Habitualmente, antes de cenar y después de descontenerse, suele conversar con el hijo. O con el padre. Y dialoga de lo que le ha acontecido durante el día, aunque nunca es profundo en sus reflexiones: se reserva algunos de sus pensamientos, porque sabe que frente a él hay otro jugador que juega en su mismo tablero en donde arroja los mismos dados.

Después de la disertación, prepara la cena. Y una vez comido por lo servido, ora, orina y se acuesta para soñar. Para inventar. Para seguir creando.
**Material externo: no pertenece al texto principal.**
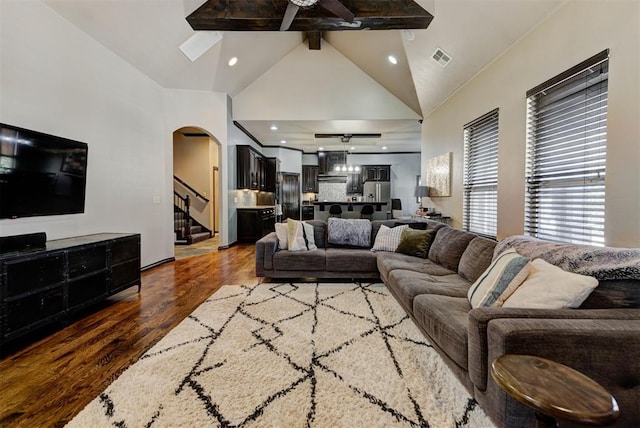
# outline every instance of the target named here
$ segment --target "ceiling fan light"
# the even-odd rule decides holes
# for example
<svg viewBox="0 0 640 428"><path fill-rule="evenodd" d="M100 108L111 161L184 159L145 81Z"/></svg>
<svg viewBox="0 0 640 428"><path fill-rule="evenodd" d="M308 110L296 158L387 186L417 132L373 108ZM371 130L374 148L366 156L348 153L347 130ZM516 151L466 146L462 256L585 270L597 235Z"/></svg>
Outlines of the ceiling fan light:
<svg viewBox="0 0 640 428"><path fill-rule="evenodd" d="M336 167L334 168L334 171L340 171L340 165L336 165Z"/></svg>
<svg viewBox="0 0 640 428"><path fill-rule="evenodd" d="M356 167L354 168L356 170L356 172L360 172L360 166L356 165Z"/></svg>
<svg viewBox="0 0 640 428"><path fill-rule="evenodd" d="M234 65L236 65L238 63L238 57L234 56L233 58L231 58L228 62L229 67L233 67Z"/></svg>
<svg viewBox="0 0 640 428"><path fill-rule="evenodd" d="M347 170L348 170L349 172L353 172L353 165L349 165L349 168L347 168Z"/></svg>
<svg viewBox="0 0 640 428"><path fill-rule="evenodd" d="M345 172L347 170L347 166L346 165L342 165L342 171Z"/></svg>
<svg viewBox="0 0 640 428"><path fill-rule="evenodd" d="M393 56L393 55L389 55L389 56L387 57L387 59L388 59L388 60L389 60L389 62L390 62L391 64L393 64L393 65L396 65L396 64L398 63L398 60L397 60L397 59L396 59L396 57L395 57L395 56Z"/></svg>

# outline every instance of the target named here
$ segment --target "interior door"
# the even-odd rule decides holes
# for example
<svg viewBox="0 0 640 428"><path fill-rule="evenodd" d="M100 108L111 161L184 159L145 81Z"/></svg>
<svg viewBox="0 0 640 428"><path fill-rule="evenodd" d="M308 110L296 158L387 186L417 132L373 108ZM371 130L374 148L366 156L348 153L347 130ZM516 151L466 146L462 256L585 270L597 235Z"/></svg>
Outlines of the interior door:
<svg viewBox="0 0 640 428"><path fill-rule="evenodd" d="M300 174L282 173L281 192L282 219L300 220Z"/></svg>

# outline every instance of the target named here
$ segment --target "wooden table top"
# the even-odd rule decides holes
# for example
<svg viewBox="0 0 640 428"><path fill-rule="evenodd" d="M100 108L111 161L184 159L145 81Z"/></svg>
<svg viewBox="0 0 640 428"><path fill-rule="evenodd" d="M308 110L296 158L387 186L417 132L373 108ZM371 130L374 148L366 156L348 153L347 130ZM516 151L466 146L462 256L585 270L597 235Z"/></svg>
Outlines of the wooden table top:
<svg viewBox="0 0 640 428"><path fill-rule="evenodd" d="M606 425L620 413L602 386L555 361L505 354L491 365L491 376L513 398L554 418Z"/></svg>

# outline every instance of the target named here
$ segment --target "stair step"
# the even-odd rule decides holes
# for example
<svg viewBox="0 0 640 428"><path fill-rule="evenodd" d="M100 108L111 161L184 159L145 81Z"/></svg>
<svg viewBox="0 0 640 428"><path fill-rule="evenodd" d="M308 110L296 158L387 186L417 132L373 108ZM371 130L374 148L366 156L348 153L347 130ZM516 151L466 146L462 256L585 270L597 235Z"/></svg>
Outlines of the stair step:
<svg viewBox="0 0 640 428"><path fill-rule="evenodd" d="M193 235L191 235L191 243L195 244L196 242L204 241L209 238L211 238L209 232L194 233Z"/></svg>

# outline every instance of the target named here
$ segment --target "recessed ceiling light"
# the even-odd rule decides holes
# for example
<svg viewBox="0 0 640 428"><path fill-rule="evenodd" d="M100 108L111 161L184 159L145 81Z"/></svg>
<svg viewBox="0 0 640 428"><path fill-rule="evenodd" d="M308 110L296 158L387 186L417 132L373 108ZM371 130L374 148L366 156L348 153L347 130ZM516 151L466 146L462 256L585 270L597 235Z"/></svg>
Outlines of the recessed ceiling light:
<svg viewBox="0 0 640 428"><path fill-rule="evenodd" d="M395 56L393 55L389 55L388 60L391 64L396 65L398 63L398 60L396 59Z"/></svg>
<svg viewBox="0 0 640 428"><path fill-rule="evenodd" d="M324 147L318 147L318 150L319 150L319 151L323 151L323 150L324 150Z"/></svg>
<svg viewBox="0 0 640 428"><path fill-rule="evenodd" d="M278 127L277 127L277 126L275 126L275 125L271 125L271 130L272 130L272 131L277 131L277 130L278 130Z"/></svg>
<svg viewBox="0 0 640 428"><path fill-rule="evenodd" d="M234 65L236 65L238 63L238 57L234 56L233 58L231 58L229 60L229 67L233 67Z"/></svg>
<svg viewBox="0 0 640 428"><path fill-rule="evenodd" d="M404 34L404 38L411 41L416 38L416 35L411 30L403 30L402 34Z"/></svg>
<svg viewBox="0 0 640 428"><path fill-rule="evenodd" d="M355 148L355 147L353 147L353 146L351 146L351 147L349 148L349 150L355 150L355 149L356 149L356 148Z"/></svg>
<svg viewBox="0 0 640 428"><path fill-rule="evenodd" d="M382 146L382 150L387 150L387 146Z"/></svg>
<svg viewBox="0 0 640 428"><path fill-rule="evenodd" d="M287 140L280 140L280 143L287 144Z"/></svg>

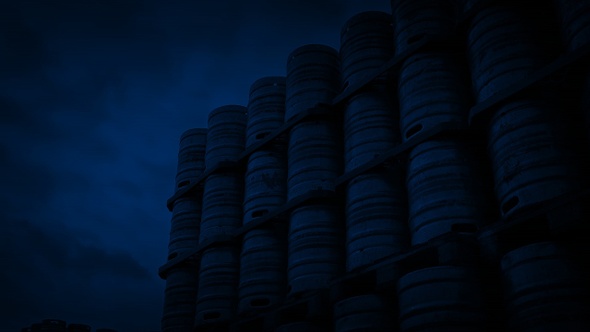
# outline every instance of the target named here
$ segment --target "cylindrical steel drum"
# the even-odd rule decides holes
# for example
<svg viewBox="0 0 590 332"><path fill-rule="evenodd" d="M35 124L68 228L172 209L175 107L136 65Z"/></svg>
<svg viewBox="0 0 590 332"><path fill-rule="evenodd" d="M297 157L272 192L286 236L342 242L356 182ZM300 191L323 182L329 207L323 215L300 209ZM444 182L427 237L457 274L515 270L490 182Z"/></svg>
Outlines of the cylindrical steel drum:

Para continuar jugando. Y es que dios ya no puede parar de jugar, ni siquiera cuando duerme. Porque una vez, en su soledad caótica, mientras aleteaba entre las aguas de las tinieblas que cubrían el abismo de su pensamiento, arrojó los dados para separar la luz de la oscuridad. El día de la noche. La tarde de la mañana para comenzar el juego.

Y así fue el día primero.

3 comentarios

el loco de la pradera -

Dios juega a los dados, pero las caras están vacías...

David -

Querido Von gunten, sabio y maestro. Hermano y amigo. Sin juicio moral entonces, dejemos que el destino nos regale al menos un segundo día.

Von gunten -

Lo que me preocupa de Dios, lo que le hace parecerse a mí sin ser yo no es que sea padre e hijo a la vez, ni que trabaje en una oficina, lo que me preocupa es que después de tirar los dados juzga la tirada. Para la luz no es suficiente ser el resultado de una tirada de dados sino que además tiene que ser buena. Me preocupa el juicio moral o estético que se deriva de la proposición porque los dioses cotidianos no tenemos la capacidad de enjuiciar, los veraderos dioses dicen sí a lo que sucede y afirman que es bueno sólo porque sucede. Creemos en un cierto destino para el que no cabe un juicio moral.